平太は笑った。厳つい顔立ちのうえに、笑うと『悪だくみをしている』ような感じになってしまう彼であるけど、本人は普通に笑っている積もりなのだ。
「母ちゃんに似たからな、あいつは」
ここで常識をわきまえている人なら、なんと返答していいのか困るだろう。困った末にダンマリを選択するだろう。
でも、凛は違うのだ。
「似ないでよかったね」
満面の笑みで悪気なく言ってしまうのだ。
この頃にはもう、凛は平太に対しての恐い人という印象をなくしていた。
こういった感じの人は、アイドルのお仕事で何人か知っているのだ。
とはいえ、だ。
10歳にして、日本人の機微を理解してない凛は……ちょっと、その…むつみには教育を頑張って欲しいものである。
平太はきょとんとしたあと。
ガハハハ、と大声で笑った。
「お前、面白いな!」
「お前じゃないよ、干原凛だよ。
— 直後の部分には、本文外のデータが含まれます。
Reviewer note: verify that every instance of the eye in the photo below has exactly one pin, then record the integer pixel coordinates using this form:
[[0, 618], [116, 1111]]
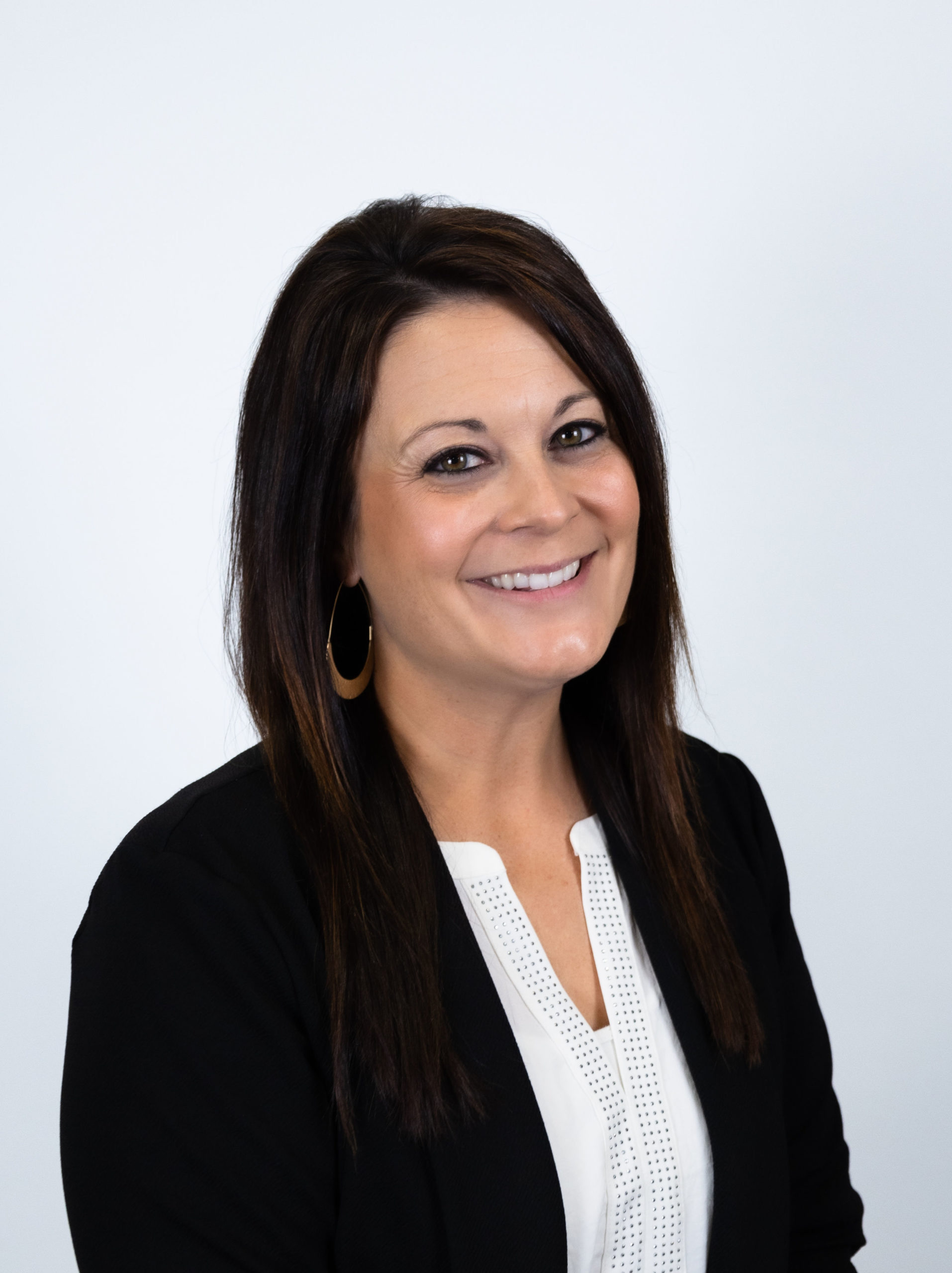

そんで、コッチが」
と後ろを振り返って促すけど、2人の女の子はまだ平太が恐いみたいで
「翔子です」
「純菜です」
と言葉少なに自己紹介するだけだった。
「準備、できました!」
梢が言って
「おう!」
平太は片手をあげた。
「あの、プロのカメラマンなんですよね?」
ここで純菜が思い切ったように訊いた。
「まぁな」
「でしたら、撮影を見学させてもらっていいでしょうか?」
「興味あるのか?」
「はい!」
純菜が返事して、そのことに凛も翔子もちょっと驚いた。
こうまで純菜がカメラに対して本気だとは思っていなかったのだ。
「いいぜ、けど邪魔はするなよ」
平太はOKしてくれたのだった。